Im Kapitel 5 werden die Beziehungen sozialwirtschaftlicher Netzwerke zu weiteren Netzwerken in Kommunen fokussiert. Aus lebensweltlicher Netzwerkperspektive basiert der gemeinsame Sozialraum auf sozialem Zusammenhalt. Das Konzept der Sozialraumorientierung beinhaltet die Identifikation und Nutzung der Ressourcen seiner Akteure, aber nur mit organisierten Netzwerken sind Entkopplungen zwischen Lebenswelt und Institutionen zu überbrücken. Zu den Netzwerken der Kommunen zählen dabei u.a. die auf unterschiedliche Ziele ausgerichteten Politik- und Kontraktnetzwerke, sodass die entsprechenden Beziehungen zwischen den Netzwerken immer Elemente verschiedener Steuerungsmodi beinhalten. Daher können nur im Zusammenwirken ausdifferenzierter Verantwortlichkeiten für diese Steuerungsmodi operative Erfolge für die Adressaten eines Netzwerkes erreicht werden.

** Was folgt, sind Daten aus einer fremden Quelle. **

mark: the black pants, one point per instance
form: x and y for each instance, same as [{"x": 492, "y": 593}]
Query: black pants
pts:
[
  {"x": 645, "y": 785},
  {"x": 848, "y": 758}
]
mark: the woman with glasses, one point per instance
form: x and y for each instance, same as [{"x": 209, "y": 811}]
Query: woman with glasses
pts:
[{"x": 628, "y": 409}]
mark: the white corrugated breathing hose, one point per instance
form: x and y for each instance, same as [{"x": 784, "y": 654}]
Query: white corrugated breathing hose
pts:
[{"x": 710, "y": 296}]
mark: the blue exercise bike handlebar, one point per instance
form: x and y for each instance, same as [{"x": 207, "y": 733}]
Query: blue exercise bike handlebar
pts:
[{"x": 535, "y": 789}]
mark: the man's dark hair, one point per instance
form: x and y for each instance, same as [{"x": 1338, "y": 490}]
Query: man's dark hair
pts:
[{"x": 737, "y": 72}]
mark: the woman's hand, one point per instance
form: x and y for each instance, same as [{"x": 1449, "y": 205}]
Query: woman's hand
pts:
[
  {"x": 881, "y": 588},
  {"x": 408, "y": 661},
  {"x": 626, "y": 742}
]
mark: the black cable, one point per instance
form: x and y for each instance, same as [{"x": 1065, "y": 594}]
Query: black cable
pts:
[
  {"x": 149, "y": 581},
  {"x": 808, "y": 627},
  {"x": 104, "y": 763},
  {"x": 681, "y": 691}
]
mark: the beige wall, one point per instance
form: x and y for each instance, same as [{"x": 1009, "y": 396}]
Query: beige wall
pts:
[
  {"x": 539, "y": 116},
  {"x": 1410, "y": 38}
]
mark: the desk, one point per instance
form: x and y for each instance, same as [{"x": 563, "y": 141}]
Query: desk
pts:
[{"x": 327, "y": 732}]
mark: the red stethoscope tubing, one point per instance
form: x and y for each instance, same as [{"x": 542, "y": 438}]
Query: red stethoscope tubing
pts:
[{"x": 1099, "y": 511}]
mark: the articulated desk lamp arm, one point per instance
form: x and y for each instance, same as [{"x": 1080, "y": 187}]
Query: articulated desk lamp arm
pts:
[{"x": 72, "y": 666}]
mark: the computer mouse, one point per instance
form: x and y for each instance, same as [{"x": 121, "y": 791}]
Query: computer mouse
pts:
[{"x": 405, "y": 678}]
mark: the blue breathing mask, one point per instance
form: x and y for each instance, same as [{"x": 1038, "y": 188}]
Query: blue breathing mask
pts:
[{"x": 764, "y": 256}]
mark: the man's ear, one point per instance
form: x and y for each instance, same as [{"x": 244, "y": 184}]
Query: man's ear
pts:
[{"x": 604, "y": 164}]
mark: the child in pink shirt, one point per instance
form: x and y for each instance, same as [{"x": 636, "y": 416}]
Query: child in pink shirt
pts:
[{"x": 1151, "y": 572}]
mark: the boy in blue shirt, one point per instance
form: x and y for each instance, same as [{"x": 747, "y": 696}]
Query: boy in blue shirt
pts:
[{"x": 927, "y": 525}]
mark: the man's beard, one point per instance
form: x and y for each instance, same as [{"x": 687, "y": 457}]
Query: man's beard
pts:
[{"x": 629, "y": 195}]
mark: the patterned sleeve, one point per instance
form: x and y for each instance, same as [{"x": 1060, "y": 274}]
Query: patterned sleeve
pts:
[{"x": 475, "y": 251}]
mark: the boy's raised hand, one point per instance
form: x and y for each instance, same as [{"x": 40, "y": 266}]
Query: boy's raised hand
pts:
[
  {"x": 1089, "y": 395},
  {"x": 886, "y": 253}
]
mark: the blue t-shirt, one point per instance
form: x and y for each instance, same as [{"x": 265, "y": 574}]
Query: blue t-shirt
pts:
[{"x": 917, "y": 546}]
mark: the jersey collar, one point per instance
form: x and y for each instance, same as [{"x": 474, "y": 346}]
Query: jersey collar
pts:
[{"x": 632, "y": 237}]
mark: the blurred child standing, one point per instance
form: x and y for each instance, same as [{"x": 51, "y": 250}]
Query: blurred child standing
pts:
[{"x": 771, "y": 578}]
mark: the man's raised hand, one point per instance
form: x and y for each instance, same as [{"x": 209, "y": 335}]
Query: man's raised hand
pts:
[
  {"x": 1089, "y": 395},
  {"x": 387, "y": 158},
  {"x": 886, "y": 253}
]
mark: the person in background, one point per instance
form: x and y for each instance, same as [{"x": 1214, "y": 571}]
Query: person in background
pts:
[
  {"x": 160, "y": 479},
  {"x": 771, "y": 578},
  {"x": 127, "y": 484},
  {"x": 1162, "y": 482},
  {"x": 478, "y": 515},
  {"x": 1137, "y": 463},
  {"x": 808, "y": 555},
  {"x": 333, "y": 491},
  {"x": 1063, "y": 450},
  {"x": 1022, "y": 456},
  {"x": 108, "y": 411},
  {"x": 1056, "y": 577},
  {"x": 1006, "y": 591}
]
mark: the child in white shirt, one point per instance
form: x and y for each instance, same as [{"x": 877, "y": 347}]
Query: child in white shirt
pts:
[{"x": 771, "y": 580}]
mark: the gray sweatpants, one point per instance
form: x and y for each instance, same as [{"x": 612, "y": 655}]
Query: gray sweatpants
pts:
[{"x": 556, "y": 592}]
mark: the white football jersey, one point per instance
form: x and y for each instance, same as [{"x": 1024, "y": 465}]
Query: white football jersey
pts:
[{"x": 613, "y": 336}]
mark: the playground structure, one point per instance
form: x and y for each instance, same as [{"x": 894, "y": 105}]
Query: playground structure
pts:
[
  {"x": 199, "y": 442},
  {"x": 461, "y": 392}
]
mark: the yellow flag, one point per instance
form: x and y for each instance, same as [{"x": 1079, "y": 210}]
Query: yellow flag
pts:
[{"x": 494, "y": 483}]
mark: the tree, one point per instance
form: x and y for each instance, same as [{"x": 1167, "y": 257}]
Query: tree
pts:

Methoden zur Erforschung von Netzwerken werden im Kapitel 6 vorgestellt. Erwähnt werden direkte und indirekte Fragetechniken, qualitative Erhebungstechniken sowie Analyse- und Präsentationsformen wie die Netzwerkkarte und die Akteur-Ereignis-Matrix.
Im abschließenden Kapitel 7 werden nochmals die zentralen Gedankengänge zusammengefasst und auf anschlussfähige Instrumente wie Wirkungsorientierung, Berichtswesen und leistungsorientierte Vergütung verwiesen.
Diskussion
Der kenntnisreiche Text ist verständlich formuliert und fasst die für das Thema wichtigen sozialwissenschaftlichen Grundlagen zusammen. Den Netzwerkbegriff als Metapher zu erfassen und ihn dann in diesem Kontext als Kern von Public Governace zu deuten, sollte auch in der Praxis Klarheit bei der Begriffsverwendung schaffen. Ob das „Reframing“ kommunaler Steuerung als Governance bei Berücksichtigung der zahlreichen Facetten dieser Debatte in verschiedenen Politikfeldern und Wissenschaftsdisziplinen Bestand haben kann, bleibt jedoch offen. Insoweit sind die durchaus angedeuteten Verweise auf die verwaltungswissenschaftlichen und ökonomischen Erkenntnisse zur Netzwerksteuerung etwas blass.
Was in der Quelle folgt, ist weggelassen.